6.Our capacity to live such incredibly large and meaningful lives even though we so often choose not to.
7.CHANGE. Personally and globally. This is the good stuff we should be doing, but we so often dimiss it as hard or scary and feel okay about it.
There you go. The things I love to think and talk about—often to the point of exhaustion.
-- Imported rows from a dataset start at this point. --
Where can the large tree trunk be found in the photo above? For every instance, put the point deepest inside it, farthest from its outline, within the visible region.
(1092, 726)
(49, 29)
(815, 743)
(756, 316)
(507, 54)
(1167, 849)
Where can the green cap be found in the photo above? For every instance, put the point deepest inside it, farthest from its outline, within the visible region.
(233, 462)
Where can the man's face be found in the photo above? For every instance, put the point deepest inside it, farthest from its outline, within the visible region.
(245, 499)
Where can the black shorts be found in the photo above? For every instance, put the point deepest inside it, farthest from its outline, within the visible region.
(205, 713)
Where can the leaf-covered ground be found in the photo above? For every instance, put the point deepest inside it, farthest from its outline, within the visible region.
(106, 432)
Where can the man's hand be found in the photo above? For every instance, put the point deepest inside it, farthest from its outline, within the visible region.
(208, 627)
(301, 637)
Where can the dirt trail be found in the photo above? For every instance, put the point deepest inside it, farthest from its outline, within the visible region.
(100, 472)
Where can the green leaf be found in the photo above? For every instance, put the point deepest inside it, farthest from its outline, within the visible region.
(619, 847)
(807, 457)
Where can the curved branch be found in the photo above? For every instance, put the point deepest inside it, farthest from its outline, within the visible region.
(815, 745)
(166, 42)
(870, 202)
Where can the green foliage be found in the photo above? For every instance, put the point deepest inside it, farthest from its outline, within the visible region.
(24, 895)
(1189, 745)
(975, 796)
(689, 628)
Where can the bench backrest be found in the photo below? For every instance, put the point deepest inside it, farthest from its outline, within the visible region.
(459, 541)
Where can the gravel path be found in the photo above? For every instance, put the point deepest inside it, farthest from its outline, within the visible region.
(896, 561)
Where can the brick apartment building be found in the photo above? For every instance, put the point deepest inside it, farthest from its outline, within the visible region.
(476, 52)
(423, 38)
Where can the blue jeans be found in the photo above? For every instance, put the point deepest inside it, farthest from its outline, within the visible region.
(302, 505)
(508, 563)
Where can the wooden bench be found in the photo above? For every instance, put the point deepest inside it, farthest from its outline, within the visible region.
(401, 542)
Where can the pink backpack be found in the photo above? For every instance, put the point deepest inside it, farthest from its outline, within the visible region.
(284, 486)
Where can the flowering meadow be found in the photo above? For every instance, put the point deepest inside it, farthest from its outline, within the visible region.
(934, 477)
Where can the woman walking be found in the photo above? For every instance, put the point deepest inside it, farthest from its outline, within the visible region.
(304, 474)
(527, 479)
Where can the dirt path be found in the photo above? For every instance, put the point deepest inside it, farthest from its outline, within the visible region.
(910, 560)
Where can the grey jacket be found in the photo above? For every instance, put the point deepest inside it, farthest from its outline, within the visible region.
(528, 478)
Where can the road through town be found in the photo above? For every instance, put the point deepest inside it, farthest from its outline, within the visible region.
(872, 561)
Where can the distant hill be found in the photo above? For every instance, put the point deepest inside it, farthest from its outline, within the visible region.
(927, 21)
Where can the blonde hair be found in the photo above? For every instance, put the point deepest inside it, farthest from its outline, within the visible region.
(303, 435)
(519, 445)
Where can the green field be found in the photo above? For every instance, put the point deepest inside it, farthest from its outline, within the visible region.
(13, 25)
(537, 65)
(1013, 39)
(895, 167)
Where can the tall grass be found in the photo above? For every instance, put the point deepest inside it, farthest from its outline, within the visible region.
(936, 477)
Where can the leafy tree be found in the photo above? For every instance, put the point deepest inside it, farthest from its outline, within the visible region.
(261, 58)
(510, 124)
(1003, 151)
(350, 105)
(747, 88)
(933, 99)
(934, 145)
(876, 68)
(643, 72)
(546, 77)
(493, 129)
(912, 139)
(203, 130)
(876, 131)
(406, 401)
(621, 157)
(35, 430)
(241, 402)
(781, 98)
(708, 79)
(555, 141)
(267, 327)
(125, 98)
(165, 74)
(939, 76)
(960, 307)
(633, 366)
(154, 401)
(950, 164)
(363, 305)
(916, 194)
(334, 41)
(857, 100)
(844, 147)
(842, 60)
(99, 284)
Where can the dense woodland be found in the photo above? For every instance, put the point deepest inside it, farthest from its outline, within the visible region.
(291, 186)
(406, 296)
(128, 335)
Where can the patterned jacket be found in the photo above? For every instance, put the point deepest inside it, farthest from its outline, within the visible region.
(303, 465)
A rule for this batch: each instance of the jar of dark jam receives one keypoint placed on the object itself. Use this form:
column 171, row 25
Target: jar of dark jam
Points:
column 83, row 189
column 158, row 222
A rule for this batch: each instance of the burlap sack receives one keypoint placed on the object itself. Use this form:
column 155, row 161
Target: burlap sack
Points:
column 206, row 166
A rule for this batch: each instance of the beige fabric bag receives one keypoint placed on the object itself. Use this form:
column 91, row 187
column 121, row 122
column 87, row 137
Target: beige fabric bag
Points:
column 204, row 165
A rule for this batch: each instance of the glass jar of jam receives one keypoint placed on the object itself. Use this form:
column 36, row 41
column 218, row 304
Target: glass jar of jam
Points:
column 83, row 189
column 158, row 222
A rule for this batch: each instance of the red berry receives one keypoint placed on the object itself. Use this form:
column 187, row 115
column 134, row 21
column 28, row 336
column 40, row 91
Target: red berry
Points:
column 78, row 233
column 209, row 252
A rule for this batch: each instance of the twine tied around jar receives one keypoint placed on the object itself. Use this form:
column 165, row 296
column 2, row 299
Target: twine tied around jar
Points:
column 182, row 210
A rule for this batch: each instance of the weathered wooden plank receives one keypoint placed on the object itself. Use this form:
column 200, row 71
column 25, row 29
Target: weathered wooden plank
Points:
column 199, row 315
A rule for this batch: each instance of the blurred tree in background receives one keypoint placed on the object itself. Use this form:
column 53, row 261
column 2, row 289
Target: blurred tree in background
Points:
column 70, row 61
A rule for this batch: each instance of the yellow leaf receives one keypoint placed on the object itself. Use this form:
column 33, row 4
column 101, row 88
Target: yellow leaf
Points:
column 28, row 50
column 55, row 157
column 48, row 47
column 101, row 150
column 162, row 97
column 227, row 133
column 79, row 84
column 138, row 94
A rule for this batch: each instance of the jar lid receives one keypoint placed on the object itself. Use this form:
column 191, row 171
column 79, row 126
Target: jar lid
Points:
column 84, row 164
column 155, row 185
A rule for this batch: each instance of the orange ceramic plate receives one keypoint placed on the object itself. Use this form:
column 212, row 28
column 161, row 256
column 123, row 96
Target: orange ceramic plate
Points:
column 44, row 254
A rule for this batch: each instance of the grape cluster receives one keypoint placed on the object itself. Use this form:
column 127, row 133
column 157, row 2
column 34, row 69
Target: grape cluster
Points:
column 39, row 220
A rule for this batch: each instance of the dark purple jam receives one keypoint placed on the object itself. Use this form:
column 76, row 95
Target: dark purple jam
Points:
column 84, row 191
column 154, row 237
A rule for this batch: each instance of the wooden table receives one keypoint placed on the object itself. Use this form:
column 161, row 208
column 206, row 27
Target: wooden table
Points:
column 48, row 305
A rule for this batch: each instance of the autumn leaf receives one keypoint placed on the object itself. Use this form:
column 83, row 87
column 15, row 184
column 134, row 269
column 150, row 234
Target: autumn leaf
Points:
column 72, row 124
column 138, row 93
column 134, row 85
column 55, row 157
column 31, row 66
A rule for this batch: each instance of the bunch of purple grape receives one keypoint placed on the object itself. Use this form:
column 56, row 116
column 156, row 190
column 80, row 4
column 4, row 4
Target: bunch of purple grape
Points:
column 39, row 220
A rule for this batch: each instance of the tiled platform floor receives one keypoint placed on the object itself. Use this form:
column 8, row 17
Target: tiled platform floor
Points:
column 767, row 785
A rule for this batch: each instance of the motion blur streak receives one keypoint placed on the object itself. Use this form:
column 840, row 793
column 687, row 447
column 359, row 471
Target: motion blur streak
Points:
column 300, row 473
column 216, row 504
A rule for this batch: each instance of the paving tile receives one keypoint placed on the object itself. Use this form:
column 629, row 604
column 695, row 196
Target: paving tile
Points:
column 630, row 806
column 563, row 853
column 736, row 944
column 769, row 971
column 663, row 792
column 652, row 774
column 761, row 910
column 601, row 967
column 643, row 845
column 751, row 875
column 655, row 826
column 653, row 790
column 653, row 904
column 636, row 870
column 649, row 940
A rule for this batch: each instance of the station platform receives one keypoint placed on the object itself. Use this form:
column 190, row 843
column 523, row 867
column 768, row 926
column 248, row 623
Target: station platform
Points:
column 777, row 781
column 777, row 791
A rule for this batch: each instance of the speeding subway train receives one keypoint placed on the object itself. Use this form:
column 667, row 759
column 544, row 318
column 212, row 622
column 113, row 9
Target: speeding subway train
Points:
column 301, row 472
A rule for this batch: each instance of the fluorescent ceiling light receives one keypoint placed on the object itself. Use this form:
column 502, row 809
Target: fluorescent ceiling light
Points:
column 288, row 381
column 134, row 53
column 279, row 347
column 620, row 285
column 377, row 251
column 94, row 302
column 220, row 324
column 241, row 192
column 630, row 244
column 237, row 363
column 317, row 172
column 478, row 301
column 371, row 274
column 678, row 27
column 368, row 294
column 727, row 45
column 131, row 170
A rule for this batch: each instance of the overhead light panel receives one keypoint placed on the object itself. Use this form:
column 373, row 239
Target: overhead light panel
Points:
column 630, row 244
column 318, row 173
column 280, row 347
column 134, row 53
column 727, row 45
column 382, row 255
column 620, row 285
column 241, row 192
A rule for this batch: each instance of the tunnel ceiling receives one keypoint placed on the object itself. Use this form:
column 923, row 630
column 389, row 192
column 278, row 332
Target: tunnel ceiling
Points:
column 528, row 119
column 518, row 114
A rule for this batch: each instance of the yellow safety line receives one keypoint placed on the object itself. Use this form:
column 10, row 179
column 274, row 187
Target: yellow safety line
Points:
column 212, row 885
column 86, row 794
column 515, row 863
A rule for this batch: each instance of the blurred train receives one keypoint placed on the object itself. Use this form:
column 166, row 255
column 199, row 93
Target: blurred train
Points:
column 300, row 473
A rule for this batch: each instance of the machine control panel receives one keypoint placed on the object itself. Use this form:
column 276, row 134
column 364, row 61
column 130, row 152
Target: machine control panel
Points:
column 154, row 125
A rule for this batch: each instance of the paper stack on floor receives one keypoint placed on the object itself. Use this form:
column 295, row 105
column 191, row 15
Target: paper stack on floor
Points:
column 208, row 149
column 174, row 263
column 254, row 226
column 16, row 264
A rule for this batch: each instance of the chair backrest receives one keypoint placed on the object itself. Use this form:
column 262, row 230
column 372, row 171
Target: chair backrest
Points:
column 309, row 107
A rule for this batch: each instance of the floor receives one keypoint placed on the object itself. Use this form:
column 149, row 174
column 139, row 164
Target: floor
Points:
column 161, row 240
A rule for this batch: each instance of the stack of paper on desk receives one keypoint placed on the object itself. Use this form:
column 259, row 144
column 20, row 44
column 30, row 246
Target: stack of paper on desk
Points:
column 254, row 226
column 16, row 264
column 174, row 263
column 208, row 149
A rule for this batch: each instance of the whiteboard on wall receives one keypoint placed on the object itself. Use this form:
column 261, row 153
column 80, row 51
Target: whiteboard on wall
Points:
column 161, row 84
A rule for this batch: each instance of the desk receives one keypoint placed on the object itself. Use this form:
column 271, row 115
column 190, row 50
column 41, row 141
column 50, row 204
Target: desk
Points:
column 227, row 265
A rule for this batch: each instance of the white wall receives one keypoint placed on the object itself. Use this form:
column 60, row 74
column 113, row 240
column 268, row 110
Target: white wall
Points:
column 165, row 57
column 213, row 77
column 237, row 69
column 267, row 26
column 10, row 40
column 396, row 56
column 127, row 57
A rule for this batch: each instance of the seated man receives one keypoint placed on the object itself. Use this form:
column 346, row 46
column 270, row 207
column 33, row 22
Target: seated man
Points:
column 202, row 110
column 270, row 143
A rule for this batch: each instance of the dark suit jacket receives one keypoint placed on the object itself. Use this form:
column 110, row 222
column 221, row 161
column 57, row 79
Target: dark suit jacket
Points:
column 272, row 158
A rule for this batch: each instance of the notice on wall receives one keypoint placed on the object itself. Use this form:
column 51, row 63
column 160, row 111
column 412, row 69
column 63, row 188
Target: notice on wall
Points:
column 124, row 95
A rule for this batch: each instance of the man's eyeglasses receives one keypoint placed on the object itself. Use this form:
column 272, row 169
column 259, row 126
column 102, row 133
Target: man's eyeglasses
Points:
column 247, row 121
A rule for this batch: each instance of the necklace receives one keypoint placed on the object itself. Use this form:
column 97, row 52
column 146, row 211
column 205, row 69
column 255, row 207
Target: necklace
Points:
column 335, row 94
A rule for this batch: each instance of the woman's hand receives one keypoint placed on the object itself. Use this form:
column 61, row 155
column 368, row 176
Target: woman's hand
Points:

In fact, I may go take a nap now.
December 26, 2007
Lost and Found: 2007 Edition...So let me recap and reflect as I sit here drinking my second cup of coffee.
Lost: Daisy, our 17 year old Dachsund.
Found: An even greater appreciation for our furry children.
Lost: Several inches of hair off of my head.
Found: Less hair all over my house and inside my car, and more time when I get ready in the morning.
Lost: Perhaps all hope in a peaceful reconciliation to the war.
Found: A new hope in some potential presidential nominees of the Democratic Party.
Found: A herd (yes, herd) of cats who decided to find us.
Lost: The freedom to dig in my flowerbed without uncovering squishy landmines.
Found: A new church to perhaps call home.
Lost: That jiggly, wandering feeling on the inside.
Found: A part-time job at a nursery during the summer, and a reminder of how much I love to dig in the dirt.
Lost: That feeling of being a lazy slacker during the summer.
Found: A desire to get my master's degree.
Lost: Any hopes of taking exciting, exotic vacations—at least until it is completed.
Lost: Actually, still losing my fear of the unknown.
Found: An appreciation for my own strength.
Found: A few renewed friendships with old friends.
Lost: Okay, still losing…my inability to trust people who hurt me.
Lost: My fear of coming in last in a race.
Found: The realization that finishing at all can be the greatest prize.
Found: A renewed appreciation for the delicate balance of life.
Lost: Any semblance of order in my house as we undertake yet another construction project.
Lost and never recovered: that one really big fish on my line.
Lost several times, but recovered every time: my keys, my cell phone, my husband in a store, and my pride after doing something stupid.
Never lost, and refusing to be lost: my stubborn gray hair, several pounds, my caffeine addiction(almost beat it, but just gave up), my fear of snakes (faced several times, but never conquered), and my obvious lack of gracefulness.
Not sought out, but appreciated nevertheless: a couple of life changing challenges, several very difficult conversations, more than a few servings of humble pie, and life, itself.
That is it. My year in a box…Happy New Year everyone!